In this paper, we derive the null-field integral equation for an infinite medium containing circular inclusions with arbitrary radii and positions under remote anti-plane shear. To fully capture the circular geometries, separable expressions of fundamental solutions in the polar coordinate and Fourier series for boundary densities are adopted. By moving the null-field point to the boundary, singular integrals are transformed to series sums after introducing the concept of degenerate kernels. Not only the singularity but also the sense of principle values are novelly avoided.
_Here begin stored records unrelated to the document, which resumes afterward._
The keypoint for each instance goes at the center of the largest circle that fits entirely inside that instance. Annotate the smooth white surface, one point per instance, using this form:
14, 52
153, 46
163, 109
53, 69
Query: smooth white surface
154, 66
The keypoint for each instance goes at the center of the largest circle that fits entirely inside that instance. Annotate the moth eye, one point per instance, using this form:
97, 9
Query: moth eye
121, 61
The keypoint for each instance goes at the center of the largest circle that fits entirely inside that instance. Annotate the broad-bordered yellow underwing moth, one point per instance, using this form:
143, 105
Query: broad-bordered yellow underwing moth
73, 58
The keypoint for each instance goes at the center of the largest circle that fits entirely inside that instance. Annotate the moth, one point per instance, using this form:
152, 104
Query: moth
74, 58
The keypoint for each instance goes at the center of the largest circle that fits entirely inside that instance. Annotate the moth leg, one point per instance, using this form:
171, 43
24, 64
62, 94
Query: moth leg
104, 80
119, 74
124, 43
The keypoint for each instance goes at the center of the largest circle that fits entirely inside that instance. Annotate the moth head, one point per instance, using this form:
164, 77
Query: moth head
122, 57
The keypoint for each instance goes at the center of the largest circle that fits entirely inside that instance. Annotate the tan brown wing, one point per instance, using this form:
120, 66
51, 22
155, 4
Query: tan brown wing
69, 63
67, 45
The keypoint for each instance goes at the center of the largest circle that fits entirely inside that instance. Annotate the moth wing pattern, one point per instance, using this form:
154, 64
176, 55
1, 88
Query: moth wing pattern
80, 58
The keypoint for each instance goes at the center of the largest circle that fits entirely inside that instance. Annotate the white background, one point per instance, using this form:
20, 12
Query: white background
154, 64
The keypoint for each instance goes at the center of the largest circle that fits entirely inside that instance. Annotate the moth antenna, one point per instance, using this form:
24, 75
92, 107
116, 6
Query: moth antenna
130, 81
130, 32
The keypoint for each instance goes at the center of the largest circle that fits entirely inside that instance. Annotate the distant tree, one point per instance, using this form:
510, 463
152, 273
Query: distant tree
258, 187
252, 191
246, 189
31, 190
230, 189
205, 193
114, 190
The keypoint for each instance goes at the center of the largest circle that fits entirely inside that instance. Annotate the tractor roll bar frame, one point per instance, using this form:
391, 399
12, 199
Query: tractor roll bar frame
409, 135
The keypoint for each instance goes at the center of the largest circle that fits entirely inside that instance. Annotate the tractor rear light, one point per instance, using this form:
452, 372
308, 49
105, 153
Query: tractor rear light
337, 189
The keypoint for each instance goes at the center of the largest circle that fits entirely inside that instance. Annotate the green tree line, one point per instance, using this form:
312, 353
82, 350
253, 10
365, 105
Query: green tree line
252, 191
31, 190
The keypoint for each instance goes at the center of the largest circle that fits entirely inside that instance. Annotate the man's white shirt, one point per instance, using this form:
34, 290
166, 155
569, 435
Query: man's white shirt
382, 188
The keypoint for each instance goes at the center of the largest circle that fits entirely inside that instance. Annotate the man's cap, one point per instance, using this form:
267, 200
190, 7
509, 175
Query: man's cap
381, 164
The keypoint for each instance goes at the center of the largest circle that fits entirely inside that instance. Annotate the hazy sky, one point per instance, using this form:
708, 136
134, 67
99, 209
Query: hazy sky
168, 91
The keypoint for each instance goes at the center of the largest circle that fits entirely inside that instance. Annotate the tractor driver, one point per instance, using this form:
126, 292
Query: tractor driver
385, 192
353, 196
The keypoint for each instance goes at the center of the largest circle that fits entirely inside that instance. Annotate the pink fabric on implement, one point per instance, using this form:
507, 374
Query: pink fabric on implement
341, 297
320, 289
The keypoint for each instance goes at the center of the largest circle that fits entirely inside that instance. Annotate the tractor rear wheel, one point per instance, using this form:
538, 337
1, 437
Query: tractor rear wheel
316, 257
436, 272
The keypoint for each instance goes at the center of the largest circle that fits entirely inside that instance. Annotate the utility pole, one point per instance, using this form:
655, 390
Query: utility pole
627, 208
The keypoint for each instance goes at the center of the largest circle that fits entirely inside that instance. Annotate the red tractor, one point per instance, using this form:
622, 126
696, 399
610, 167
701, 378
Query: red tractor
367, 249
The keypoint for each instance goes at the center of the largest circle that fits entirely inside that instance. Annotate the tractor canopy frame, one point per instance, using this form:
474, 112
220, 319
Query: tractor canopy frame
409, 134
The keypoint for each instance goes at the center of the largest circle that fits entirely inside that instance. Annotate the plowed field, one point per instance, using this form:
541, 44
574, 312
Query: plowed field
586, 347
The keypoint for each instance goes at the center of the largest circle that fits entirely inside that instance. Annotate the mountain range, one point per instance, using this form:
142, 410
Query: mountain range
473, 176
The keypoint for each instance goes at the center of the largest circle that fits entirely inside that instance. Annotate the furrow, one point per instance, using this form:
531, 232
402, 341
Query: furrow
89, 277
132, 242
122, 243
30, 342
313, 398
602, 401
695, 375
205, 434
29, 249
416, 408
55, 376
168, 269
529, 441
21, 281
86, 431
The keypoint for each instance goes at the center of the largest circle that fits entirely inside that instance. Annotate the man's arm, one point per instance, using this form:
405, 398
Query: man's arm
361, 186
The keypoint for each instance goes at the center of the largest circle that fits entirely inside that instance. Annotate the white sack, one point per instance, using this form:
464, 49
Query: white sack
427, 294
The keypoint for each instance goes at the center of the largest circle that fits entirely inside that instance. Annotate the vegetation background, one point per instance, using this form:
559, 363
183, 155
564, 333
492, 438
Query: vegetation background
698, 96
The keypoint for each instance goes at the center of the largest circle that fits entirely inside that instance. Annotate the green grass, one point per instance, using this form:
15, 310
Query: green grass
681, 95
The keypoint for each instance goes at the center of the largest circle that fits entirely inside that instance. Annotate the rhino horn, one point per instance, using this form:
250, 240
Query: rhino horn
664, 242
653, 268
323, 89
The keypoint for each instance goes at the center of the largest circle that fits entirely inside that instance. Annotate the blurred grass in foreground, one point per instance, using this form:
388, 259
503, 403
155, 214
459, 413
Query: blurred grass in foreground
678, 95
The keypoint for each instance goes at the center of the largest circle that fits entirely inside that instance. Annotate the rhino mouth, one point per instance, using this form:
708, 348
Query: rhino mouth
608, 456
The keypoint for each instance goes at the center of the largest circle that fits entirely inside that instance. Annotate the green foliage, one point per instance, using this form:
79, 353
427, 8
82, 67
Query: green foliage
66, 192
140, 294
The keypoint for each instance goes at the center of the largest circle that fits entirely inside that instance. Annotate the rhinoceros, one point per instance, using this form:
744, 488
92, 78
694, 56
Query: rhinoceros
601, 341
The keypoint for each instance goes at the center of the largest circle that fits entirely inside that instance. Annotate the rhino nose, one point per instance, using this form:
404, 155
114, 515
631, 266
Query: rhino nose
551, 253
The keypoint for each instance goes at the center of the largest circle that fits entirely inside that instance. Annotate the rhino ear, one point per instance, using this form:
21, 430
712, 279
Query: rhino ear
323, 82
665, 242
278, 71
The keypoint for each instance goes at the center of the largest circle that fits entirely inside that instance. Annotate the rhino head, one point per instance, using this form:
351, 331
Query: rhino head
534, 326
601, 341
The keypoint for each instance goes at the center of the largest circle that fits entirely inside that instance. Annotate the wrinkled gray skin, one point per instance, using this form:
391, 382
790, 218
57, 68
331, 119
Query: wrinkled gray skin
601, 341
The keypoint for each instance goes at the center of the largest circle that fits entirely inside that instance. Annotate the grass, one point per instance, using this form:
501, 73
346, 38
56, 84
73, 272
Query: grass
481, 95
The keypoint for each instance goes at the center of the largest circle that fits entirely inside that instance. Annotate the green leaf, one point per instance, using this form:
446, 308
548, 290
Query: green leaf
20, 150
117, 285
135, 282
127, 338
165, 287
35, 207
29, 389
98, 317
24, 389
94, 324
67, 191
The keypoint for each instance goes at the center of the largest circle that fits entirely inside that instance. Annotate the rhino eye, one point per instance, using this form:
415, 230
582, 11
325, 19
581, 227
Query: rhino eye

For the calculation of boundary stress, the Hadamard principal value for hypersingularity is not required and can be easily calculated by using series sums. The solution is formulated in a manner of semi-analytical form since error purely attributes to the truncation of Fourier series. The exact solution for a single inclusion is derived. The problem of two inclusions and the problem of one cavity surrounded by two inclusions are revisited to demonstrate the validity of our method. The proposed formulation has been generalized to multiple inclusions and cavities in a straightforward way without any difficulty. 本文係使用零場積分方程式求解基材含任意大小、位置之圓形置入物或孔洞，受反平面剪力作用下之應力場。將基本解以極座標展開成退化核(分離核)的形式，而以傅立葉級數來完整描述邊界物理量。藉由引入退化核的觀念，將零場點推向邊界時，奇異積分會被轉換成級數和的形式。因此無需面對奇異積分，且在計算邊界應力時，不需處理Hadamard 主值問題，而可輕易地由級數和的形式求得。由於誤差僅來自於擷取有限項的傅立葉級數，故本方法可視為"半解析法"。由於本方法可輕易導得單一置入物的解析解，因此我們分別求解含兩個圓形置入物與兩個圓形置入物圍繞單一圓洞的問題來突顯本方法的一般性。最後，我們提出一套系統性的方法來求解含多圓洞與置入物的反平面問題。